Questions on immigration answered by South Florida attorney, Caroly Pederdesn

 Question: I came to the U.S. with my parents about 15 years ago when my father got hired by an American company on a work visa. The job ended several years later. My parents have been here all this time but don’t have legal status. I ended up marrying my citizen husband several years ago and just received my American citizenship through early naturalization last month. I filled out the immigration form for my parents on the same form and filed it, but when I got the receipt back last week, it only had my mom’s name. I listed my mom and then put my dad as her spouse. I thought that would make sure my dad’s residency was included. I called the immigration 800# and they got me all confused and said that my dad was not included in the case and I had to file a separate form for him and since my parents were not legal they would have to get their residency at the consulate in Jamaica. The form I filed would not get my mom or dad their work permit in the U.S. because I did not file a request for it. Please tell me what I can do from here to get my parents’ residency back on track and what documents I need to bring you. thanks.

 

Answer:    Under immigration regulations, a U.S. Citizen can sponsor not only their family members, but the spouse and minor children of family members as well, including married children and brothers & sisters and their families. However, there is a special category of immigrants called “Immediate Relatives” (Spouses, Parents and Minor Children of U.S. Citizens) which have the benefit of being exempt from quotas (waiting lines). The drawback is that family members sponsored in this category can only immigrate alone and cannot bring “dependents” such as spouse or minor children. This applies to your case. When you sponsor a parent, only the parent named in the petition is sponsored and any spouse your parent has, even your own biological parent is not included. The only way to sponsor the spouse of your parent is to file a separate petition to sponsor that parent. It is true that the form I-130 requests information about your parent’s spouse and children, but not to enable them to immigrate along with your parent.
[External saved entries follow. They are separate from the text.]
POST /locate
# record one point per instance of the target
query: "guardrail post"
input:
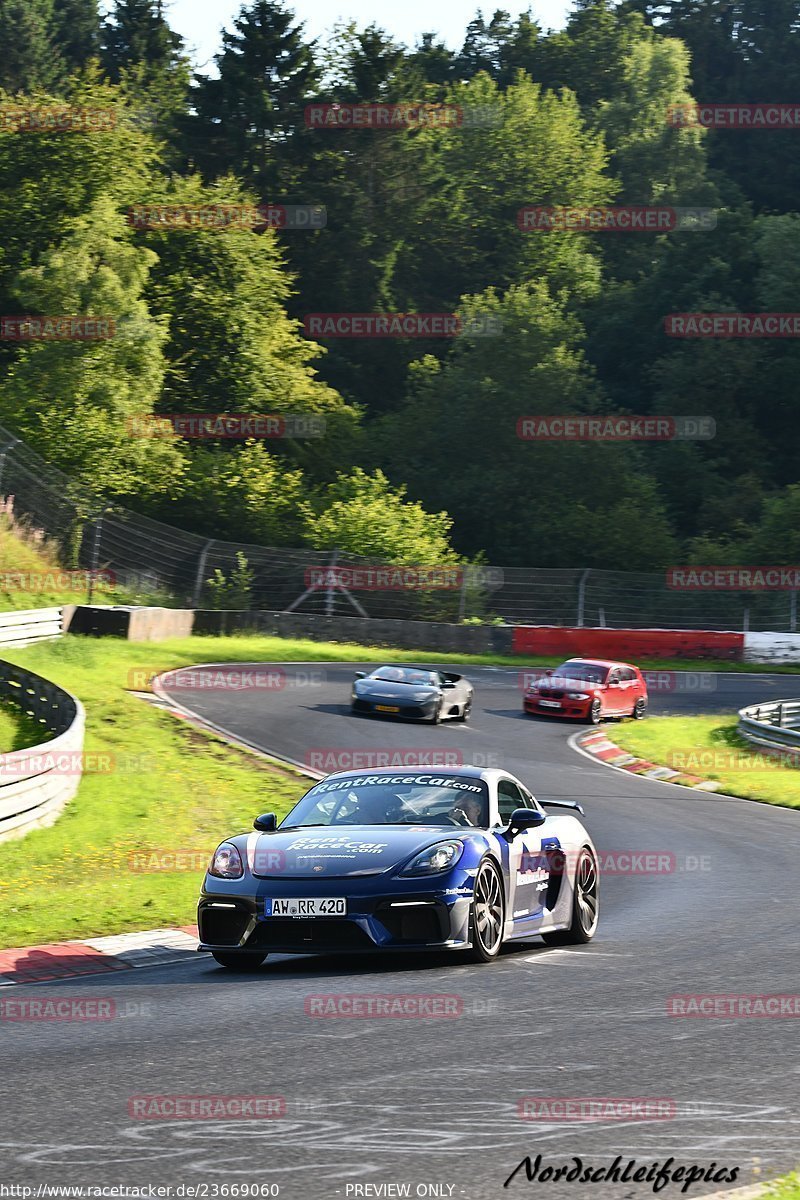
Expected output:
(6, 450)
(200, 573)
(329, 589)
(582, 597)
(95, 557)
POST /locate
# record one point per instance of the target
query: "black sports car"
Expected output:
(414, 693)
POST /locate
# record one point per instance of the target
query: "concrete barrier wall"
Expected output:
(37, 783)
(142, 624)
(24, 627)
(411, 635)
(773, 648)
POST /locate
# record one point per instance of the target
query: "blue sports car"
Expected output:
(409, 859)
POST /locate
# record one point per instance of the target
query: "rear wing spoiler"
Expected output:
(564, 804)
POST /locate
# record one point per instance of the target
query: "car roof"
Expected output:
(599, 663)
(467, 772)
To sponsor your dad, you need to file a separate petition for him as well.

 

Since your parents came to the U.S. legally on a visa, even though they later fell out of status, they are still eligible to adjust their status to residency inside the U.S. and are not required to process through the U.S. Consulate in Kingston. For residency and work permission for parents, spouses and minor children being sponsored who are inside the U.S., in addition to the I-130 family petition, need to file the I-485 application to adjust status to residency and I-765 request for work authorization in a package together. To file for your parent’s work permit/permanent residency you’ll need several documents, including your birth and U.S. Naturalization certificate, their marriage and birth certificates, passport documentation and required immigration medical exam, along with your financial information for the Affidavit of Support. Once filed, it will take 90 days to receive their work permits and another six months or so for their Green Cards.